Lecture 13.1
Model Combination vs. Bayesian Model Averaging
Predictive performance can often be improved by combining multiple models into a committee. This lecture introduces the ensemble idea, contrasts hard versus soft model selection, and clarifies the fundamental difference between Bayesian model averaging and model combination methods.
- Explain what a committee of models is and why combining models can reduce error.
- Distinguish averaging committees (parallel training) from boosting (sequential training).
- Describe hard model selection (decision trees) and soft model selection (mixtures of experts).
- State the key conceptual difference between Bayesian model averaging and general model combination methods.
1. Why Combine Models?
Training a single model produces one set of predictions. Training many models and combining their predictions — forming a committee — can achieve lower error than any individual member. This observation is consistent across machine learning competitions: top-ranked solutions almost universally employ some form of ensemble.
We already saw a version of this in the bias-variance analysis (Lecture 4.2): averaging many regression models trained on different datasets reduces variance while preserving low bias. Ensemble methods make this practical when only one dataset is available.
A committee consists of $M$ individual predictors $\{y_m(\mathbf{x})\}_{m=1}^M$ whose outputs are combined to form a final prediction. Two strategies for combination:
- Averaging (parallel): train each model independently, then average outputs. Bootstrap aggregation (bagging) falls here.

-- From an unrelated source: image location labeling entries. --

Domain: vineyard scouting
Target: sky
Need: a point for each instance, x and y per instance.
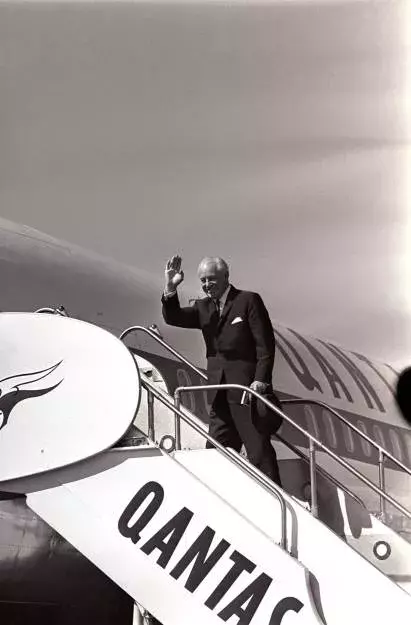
(276, 135)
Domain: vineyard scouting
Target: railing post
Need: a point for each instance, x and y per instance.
(313, 480)
(382, 483)
(150, 414)
(177, 422)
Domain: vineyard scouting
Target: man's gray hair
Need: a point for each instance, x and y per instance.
(219, 262)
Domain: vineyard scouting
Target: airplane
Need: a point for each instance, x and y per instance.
(42, 577)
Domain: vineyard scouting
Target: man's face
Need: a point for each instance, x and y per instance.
(214, 281)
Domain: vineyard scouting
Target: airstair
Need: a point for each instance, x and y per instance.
(193, 536)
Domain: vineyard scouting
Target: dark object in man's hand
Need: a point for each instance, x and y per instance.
(273, 420)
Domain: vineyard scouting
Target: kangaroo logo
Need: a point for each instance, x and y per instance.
(12, 390)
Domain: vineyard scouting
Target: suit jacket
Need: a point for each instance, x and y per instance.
(242, 351)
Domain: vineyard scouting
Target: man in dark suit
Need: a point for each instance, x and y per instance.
(240, 348)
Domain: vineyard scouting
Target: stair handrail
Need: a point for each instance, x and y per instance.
(353, 427)
(166, 346)
(313, 443)
(232, 455)
(381, 451)
(53, 311)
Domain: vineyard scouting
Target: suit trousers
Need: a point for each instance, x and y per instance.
(233, 424)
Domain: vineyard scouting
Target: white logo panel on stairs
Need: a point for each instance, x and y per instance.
(176, 547)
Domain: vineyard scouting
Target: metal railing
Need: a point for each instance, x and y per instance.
(166, 346)
(384, 497)
(53, 311)
(382, 453)
(313, 443)
(233, 456)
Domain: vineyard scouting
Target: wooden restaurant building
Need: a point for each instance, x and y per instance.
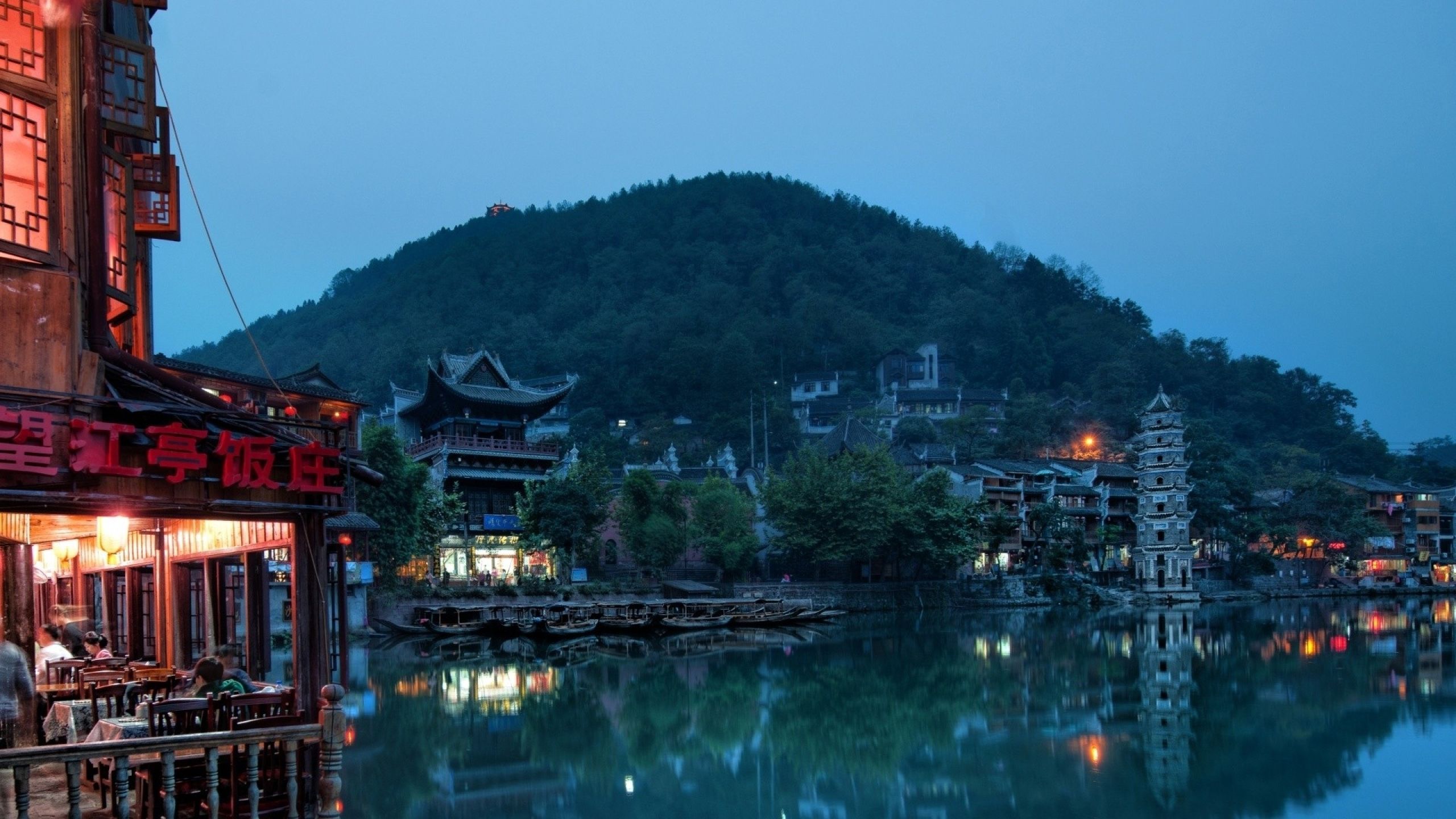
(137, 500)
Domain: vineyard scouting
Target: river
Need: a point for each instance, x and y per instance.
(1298, 709)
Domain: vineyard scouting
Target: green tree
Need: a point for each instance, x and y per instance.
(567, 514)
(653, 519)
(723, 527)
(411, 511)
(941, 530)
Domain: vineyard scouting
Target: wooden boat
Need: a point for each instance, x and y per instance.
(765, 618)
(571, 628)
(391, 627)
(625, 623)
(449, 620)
(695, 623)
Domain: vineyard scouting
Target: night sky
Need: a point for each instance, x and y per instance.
(1277, 174)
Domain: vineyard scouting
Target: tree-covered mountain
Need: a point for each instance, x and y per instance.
(683, 296)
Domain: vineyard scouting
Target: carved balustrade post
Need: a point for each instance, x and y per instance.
(334, 725)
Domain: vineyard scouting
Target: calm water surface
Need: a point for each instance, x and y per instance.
(1312, 710)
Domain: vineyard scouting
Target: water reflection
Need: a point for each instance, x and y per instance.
(1203, 712)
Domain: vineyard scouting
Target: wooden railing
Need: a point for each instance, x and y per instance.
(481, 445)
(328, 734)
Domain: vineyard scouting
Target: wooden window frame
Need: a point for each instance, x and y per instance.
(149, 101)
(44, 94)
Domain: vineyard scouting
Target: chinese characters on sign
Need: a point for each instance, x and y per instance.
(178, 451)
(25, 442)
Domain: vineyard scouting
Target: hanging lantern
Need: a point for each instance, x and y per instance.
(66, 551)
(111, 535)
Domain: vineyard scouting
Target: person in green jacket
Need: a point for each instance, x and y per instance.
(210, 678)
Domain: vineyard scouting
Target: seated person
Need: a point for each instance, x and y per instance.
(97, 646)
(48, 647)
(232, 659)
(209, 677)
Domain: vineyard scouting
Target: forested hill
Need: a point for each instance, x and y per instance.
(682, 296)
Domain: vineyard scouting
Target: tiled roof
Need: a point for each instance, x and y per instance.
(928, 394)
(982, 395)
(493, 474)
(848, 435)
(971, 471)
(1372, 484)
(351, 521)
(453, 375)
(295, 382)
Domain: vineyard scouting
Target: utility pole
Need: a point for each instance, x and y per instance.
(753, 445)
(765, 437)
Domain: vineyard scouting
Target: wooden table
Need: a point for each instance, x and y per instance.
(72, 719)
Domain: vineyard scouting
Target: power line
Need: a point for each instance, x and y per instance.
(212, 245)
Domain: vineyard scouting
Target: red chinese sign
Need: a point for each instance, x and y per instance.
(178, 451)
(25, 442)
(97, 448)
(246, 461)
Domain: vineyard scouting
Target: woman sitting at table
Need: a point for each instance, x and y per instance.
(210, 680)
(48, 647)
(97, 646)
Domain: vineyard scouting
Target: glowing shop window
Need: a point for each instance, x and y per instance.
(25, 208)
(22, 38)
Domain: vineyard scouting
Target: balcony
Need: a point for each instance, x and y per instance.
(466, 444)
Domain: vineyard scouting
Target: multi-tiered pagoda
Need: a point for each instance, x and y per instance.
(469, 424)
(1163, 559)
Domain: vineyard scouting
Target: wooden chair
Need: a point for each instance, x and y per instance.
(152, 671)
(63, 671)
(107, 664)
(181, 716)
(273, 773)
(239, 707)
(85, 680)
(155, 690)
(107, 701)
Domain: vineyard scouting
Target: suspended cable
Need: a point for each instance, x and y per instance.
(197, 201)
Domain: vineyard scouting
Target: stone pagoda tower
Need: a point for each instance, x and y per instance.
(1163, 559)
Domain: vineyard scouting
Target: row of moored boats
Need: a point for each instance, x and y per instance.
(571, 620)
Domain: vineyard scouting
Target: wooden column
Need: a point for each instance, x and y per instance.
(18, 595)
(311, 581)
(259, 602)
(342, 605)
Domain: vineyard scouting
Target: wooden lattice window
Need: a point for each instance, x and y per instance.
(129, 76)
(25, 178)
(155, 188)
(24, 48)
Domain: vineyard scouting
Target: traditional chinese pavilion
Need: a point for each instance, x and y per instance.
(469, 423)
(155, 509)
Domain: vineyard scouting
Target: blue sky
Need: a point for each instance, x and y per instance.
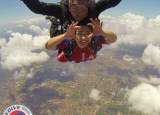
(13, 10)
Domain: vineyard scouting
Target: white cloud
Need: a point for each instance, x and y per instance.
(127, 58)
(145, 98)
(151, 56)
(18, 51)
(2, 41)
(94, 94)
(38, 30)
(30, 21)
(133, 29)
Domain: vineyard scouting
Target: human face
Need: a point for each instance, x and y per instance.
(83, 36)
(78, 9)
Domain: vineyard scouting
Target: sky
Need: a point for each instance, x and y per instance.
(135, 22)
(13, 10)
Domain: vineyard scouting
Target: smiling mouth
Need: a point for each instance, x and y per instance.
(84, 42)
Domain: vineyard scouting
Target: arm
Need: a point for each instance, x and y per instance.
(70, 33)
(102, 5)
(110, 36)
(98, 31)
(38, 7)
(53, 42)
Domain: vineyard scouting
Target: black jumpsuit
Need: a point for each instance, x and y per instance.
(61, 13)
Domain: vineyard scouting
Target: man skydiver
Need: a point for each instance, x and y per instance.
(76, 10)
(80, 43)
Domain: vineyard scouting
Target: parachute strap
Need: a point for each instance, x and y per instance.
(71, 48)
(94, 46)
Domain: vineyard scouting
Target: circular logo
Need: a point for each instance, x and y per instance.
(17, 110)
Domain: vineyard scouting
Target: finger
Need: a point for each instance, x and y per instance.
(77, 27)
(75, 24)
(93, 22)
(91, 35)
(90, 24)
(101, 24)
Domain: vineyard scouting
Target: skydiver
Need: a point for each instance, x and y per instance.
(72, 11)
(81, 41)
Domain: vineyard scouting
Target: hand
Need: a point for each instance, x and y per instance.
(96, 26)
(70, 33)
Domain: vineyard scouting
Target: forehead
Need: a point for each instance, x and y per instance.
(84, 28)
(79, 2)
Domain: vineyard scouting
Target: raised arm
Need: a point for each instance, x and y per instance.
(102, 5)
(98, 31)
(70, 33)
(43, 8)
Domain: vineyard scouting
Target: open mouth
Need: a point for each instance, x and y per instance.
(84, 42)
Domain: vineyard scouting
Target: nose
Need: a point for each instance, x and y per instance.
(83, 37)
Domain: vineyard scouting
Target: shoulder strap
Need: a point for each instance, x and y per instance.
(69, 50)
(94, 46)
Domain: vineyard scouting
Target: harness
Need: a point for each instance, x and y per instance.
(94, 47)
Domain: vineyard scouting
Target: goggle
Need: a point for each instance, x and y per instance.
(81, 34)
(75, 7)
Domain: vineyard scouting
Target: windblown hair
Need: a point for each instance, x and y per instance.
(89, 2)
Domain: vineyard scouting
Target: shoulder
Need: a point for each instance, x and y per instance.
(100, 40)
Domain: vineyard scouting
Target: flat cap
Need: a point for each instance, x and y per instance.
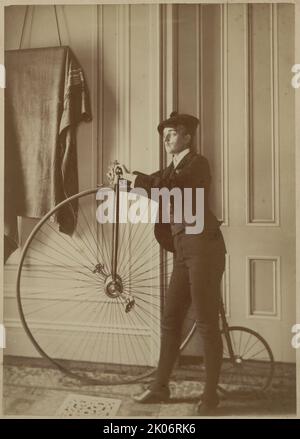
(190, 122)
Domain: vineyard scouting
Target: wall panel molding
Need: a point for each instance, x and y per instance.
(272, 220)
(224, 118)
(268, 295)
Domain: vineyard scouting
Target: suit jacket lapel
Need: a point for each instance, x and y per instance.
(185, 160)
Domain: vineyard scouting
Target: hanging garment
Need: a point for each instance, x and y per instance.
(46, 97)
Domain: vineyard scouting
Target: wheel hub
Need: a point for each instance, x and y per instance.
(113, 287)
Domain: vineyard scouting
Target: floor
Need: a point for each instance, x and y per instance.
(34, 390)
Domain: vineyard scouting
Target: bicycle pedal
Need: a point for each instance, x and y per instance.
(129, 306)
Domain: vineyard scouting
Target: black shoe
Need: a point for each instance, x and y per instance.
(150, 396)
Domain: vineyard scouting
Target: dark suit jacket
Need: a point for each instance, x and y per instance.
(192, 172)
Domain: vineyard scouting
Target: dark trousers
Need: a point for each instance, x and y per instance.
(197, 273)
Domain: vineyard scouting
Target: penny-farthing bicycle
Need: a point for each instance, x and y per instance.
(91, 302)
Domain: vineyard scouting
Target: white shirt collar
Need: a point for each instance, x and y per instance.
(178, 157)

- Boosting (sequential): train models one at a time; each new model targets the errors of its predecessors.
2. Hard vs. Soft Model Selection
Rather than averaging all committee members uniformly, we can select or weight them based on the input $\mathbf{x}$.
A decision tree routes each input through a sequence of binary decisions to a single "expert" leaf node. Each internal node asks a simple threshold question (e.g., is $x_1 > 4.5$?); the final leaf makes the prediction. Only one expert is consulted per input — hence hard selection.
A mixture of experts computes a weighted combination of $K$ specialist models:
$$p(t \mid \mathbf{x}) = \sum_{k=1}^{K} \pi_k(\mathbf{x})\, p(t \mid \mathbf{x}, \text{expert}_k),$$where $\pi_k(\mathbf{x}) \geq 0$ and $\sum_k \pi_k(\mathbf{x}) = 1$ are input-dependent mixing coefficients (analogous to the responsibilities in a Gaussian mixture model). All experts contribute softly to every prediction.
3. Bayesian Model Averaging vs. Model Combination
Bayesian model averaging (BMA) looks superficially like model combination — both marginalize over a set of models — but they rest on different generative assumptions.
Bayesian model averaging assumes the entire dataset was generated by a single model $h$; we are merely uncertain which one:
$$p(\mathbf{x}) = \sum_h p(\mathbf{x} \mid h)\, p(h).$$As data accumulate, the posterior $p(h \mid \mathcal{D})$ sharpens onto one model. BMA is a way of expressing uncertainty about the true model.
Model combination (e.g., Gaussian mixture models) assumes different data points may have been generated by different processes. Each point $\mathbf{x}_n$ has its own latent variable $z_n$:
$$p(\mathbf{x}_n) = \sum_{z_n} p(\mathbf{x}_n \mid z_n)\, p(z_n).$$More data does not collapse the mixture onto a single component; heterogeneity in the data is genuine, not a reflection of our uncertainty about the model.
In BMA, two data points $\mathbf{x}$ and $\mathbf{x}'$ are both explained by whichever single model $h^*$ the posterior eventually selects. In a mixture model, $\mathbf{x}$ might come from component $z = 1$ (e.g., one cluster) and $\mathbf{x}'$ from $z = 2$ (another cluster) — the two points genuinely arise from different processes.